- Petua Location in West Bengal Petua Location in India
- Coordinates: 22°24′51″N 88°26′56″E﻿ / ﻿22.4143°N 88.4489°E
- Country: India
- State: West Bengal
- District: South 24 Parganas
- CD block: Baruipur

Area
- • Total: 1.26 km^{2} (0.49 sq mi)
- Elevation: 9 m (30 ft)

Population (2011)
- • Total: 9,596
- • Density: 7,620/km^{2} (19,700/sq mi)

Languages
- • Official: Bengali
- • Additional official: English
- Time zone: UTC+5:30 (IST)
- PIN: 700147
- Telephone code: +91 33
- Vehicle registration: WB-19 to WB-22, WB-95 to WB-99
- Lok Sabha constituency: Jadavpur
- Vidhan Sabha constituency: Baruipur Paschim
- Website: www.s24pgs.gov.in

= Petua =

Petua is a census town within the jurisdiction of the Baruipur police station in the Baruipur CD block in the Baruipur subdivision of the South 24 Parganas district in the Indian state of West Bengal.

==Geography==

===Area overview===
Baruipur subdivision is a rural subdivision with moderate levels of urbanization. 31.05% of the population lives in the urban areas and 68.95% lives in the rural areas.
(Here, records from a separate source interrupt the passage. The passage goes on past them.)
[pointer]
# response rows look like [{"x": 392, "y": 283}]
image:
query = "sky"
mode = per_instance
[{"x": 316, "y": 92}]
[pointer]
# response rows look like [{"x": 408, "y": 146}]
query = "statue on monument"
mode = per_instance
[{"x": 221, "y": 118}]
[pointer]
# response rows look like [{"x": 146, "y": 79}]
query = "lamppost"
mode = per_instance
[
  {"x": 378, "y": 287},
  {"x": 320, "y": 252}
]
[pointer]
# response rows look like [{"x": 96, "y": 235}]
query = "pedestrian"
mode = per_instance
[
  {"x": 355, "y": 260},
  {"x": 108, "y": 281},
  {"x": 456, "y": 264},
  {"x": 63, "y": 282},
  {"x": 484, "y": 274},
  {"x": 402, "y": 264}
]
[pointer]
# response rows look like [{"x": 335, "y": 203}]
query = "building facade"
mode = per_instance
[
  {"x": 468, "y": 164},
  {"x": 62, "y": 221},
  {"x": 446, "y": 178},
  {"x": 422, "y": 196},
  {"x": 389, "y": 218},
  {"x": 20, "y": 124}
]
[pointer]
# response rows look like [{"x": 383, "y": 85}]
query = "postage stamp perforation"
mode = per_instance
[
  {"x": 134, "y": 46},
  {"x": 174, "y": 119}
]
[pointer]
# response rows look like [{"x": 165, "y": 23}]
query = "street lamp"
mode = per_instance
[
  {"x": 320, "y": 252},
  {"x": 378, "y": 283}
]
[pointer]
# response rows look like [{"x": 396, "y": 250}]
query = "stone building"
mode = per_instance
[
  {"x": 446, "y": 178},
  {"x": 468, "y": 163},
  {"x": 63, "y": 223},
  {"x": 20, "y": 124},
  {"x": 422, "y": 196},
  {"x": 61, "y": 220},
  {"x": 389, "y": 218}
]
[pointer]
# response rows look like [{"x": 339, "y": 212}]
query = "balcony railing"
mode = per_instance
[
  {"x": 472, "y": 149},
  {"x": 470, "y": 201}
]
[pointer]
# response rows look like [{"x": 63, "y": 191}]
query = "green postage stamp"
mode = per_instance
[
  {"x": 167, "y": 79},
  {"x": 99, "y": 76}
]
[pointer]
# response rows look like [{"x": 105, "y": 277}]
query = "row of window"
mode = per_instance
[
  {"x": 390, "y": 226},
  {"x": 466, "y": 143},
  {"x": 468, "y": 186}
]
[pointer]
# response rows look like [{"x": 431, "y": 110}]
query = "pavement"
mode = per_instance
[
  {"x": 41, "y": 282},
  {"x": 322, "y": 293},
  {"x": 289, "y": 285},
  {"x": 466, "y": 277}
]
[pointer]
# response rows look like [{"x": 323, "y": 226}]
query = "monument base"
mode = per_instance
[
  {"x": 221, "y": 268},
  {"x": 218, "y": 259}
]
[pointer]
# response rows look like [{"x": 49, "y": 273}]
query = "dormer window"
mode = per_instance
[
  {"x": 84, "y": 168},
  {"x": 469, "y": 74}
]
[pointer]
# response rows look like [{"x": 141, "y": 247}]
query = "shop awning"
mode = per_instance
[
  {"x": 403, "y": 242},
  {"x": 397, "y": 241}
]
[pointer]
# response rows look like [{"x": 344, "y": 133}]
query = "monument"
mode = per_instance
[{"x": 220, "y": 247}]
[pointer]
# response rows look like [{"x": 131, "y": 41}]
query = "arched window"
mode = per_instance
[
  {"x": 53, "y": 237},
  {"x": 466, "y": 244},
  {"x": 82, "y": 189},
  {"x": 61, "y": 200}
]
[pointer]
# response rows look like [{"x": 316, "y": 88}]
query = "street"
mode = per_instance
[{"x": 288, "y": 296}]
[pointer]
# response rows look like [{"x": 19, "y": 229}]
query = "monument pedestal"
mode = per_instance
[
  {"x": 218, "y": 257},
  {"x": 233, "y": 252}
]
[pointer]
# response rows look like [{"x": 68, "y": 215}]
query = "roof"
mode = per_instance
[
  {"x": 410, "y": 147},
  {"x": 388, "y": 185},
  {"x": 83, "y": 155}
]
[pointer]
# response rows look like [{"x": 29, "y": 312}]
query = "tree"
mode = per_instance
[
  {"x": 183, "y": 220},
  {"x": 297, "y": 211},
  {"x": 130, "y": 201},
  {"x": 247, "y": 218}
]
In the southern portion of the subdivision (shown in the map alongside) there are 20 census towns. The entire district is situated in the Ganges Delta and the southern part is covered by the Baruipur-Jaynagar Plain. Archaeological excavations at Dhosa and Tilpi, on the bank of the Piyali River indicate the existence of human habitation around 2,000 years ago.

Note: The map alongside presents some of the notable locations in the subdivision. All places marked in the map are linked in the larger full screen map.

===Location===
Petua is located at . It has an average elevation of 9 m.

Petua, Panchghara, Mallikpur and Hariharpur form a cluster of census towns in the Baruipur CD block, as per the map of the Baruipur CD block in the District Census Handbook for the South 24 Parganas. This cluster has Rajpur Sonarpur on the east and Bidyadharpur on the north, both in the Sonarpur CD block, as per the map of the Sonarpur CD block in the District Census Handbook for the South 24 Parganas.

==Demographics==
According to the 2011 Census of India, Petua had a total population of 9,596, of which 4,896 (51%) were males and 4,700 (49%) were females. There were 936 people in the age range of 0 to 6 years. The total number of literate persons in Petua was 6,785 (78.35% of the population over 6 years).

==Infrastructure==
According to the District Census Handbook 2011, Petua covered an area of 1.2617 km^{2}. Among the civic amenities, it had 12 km roads with open drains, the protected water supply involved tap water from treated source and covered wells. It had 3,750 domestic electric connections and 125 road light points. Among the educational facilities it had were 6 primary schools, the nearest middle school was at Faridpur 4 km away and the nearest secondary school at Mallikpur, 5 km away. It had the branch of 1 nationalised bank.

==Transport==
Subhashgram-Champahati Road links Petua to the State Highway 1.

Subhashgram railway station is located nearby.

==Education==
Subhasgram Nabatara Vidyalaya is a Bengali-medium coeducational institution, established in 1962. It has facilities for teaching from class V to class XII.

==Healthcare==
Hariharpur Block Primary Health Centre, with 10 beds, at Hariharpur (PO Mallikpur), is the major government medical facility in the Baruipur CD block.